A significant challenge in tumor immunotherapy is tumor resistance whereby a subset of tumors is able to evade T cell detection. Tumors accomplish this by suppressing the production of proteins involved in tumor protein (antigen) processing (called human leukocyte antigen molecules or HLAs) and decreasing presentation of tumor antigens to the immune system.
It is estimated that more than 20%-30% of cancer patients may have tumor cells utilizing this escape mechanism.
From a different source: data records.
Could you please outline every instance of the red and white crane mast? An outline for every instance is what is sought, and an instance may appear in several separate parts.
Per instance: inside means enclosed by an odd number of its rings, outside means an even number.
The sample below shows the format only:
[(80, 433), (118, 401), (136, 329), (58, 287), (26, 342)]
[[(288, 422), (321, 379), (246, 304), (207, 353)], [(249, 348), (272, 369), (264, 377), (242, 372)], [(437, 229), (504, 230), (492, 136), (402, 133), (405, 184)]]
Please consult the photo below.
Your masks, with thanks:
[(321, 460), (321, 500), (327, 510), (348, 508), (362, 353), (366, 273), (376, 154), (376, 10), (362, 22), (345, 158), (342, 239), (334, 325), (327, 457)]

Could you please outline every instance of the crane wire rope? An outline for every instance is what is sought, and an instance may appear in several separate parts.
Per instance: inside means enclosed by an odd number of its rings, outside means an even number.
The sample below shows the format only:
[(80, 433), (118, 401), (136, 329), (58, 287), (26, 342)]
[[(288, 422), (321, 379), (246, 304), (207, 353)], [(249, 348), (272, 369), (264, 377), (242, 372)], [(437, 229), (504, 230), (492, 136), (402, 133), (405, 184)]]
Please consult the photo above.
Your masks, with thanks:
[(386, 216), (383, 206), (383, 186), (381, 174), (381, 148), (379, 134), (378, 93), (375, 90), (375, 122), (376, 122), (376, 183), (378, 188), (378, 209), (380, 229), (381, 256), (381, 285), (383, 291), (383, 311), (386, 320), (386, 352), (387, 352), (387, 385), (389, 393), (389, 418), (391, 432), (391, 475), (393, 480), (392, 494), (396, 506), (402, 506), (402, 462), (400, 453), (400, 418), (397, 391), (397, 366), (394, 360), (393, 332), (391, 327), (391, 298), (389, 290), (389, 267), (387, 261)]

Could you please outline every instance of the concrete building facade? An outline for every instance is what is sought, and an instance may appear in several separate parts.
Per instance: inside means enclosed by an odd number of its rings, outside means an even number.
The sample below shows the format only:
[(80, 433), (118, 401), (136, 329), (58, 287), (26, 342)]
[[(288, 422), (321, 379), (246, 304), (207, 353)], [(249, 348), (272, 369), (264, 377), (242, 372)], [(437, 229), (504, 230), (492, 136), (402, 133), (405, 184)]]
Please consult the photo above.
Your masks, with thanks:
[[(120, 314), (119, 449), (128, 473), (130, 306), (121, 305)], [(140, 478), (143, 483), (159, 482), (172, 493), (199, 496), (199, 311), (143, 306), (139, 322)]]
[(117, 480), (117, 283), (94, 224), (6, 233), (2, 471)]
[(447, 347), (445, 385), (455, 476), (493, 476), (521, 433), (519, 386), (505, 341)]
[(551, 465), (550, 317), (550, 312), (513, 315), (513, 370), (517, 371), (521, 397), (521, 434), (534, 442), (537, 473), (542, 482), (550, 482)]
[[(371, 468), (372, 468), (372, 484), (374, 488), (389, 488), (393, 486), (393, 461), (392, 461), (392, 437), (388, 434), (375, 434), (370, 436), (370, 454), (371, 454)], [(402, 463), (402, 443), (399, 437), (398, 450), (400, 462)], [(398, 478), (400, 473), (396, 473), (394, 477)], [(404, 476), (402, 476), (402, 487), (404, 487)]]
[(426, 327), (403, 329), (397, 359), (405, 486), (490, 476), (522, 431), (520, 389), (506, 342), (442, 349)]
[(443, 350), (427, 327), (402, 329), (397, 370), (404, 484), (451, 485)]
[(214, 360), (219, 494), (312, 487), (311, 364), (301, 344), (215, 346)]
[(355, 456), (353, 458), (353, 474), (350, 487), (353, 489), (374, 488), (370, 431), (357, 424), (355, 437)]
The RDI-STAT Platform: Immuno-STATs with Tumor Associated Antigens
RDI-STATs take advantage of the fact that in some cancers there is a significant presence of cytotoxic CD8+ T effector cells that are not tumor specific but instead recognize viral antigens (such as flu or cytomegalovirus). These can be repurposed to attack the tumor itself.
The RDI-STAT Platform
Signal #1: Includes a viral antigen
Signal#2: Consists of a key immune-stimulant molecule, such as interleukin 2 (IL-2) to enable selective activation of viral-specific T cells. Analogous to Immuno-STATs
Fc backbone: Also analogous to the core framework of Immuno- STATs
scFv: Variable portion of an antibody specific to the Tumor Associated Antigen (TAA) of interest
Mechanism of Action
RDI-STATs Mechanism of Action
RDI-STATs are tethered to a tumor cell via binding to cell-surface antigens (e.g., Trop2, PSMA, mesothelin etc.). This coats the tumor with an RDI-STAT to make it appear like a virally infected cancer cell to the immune system.
The tumor can then be recognized by the anti-viral T cells that become activated by the RDI-STAT IL-2 to kill the tumor cells, including those that have lost HLA expression or the ability to present antigens effectively.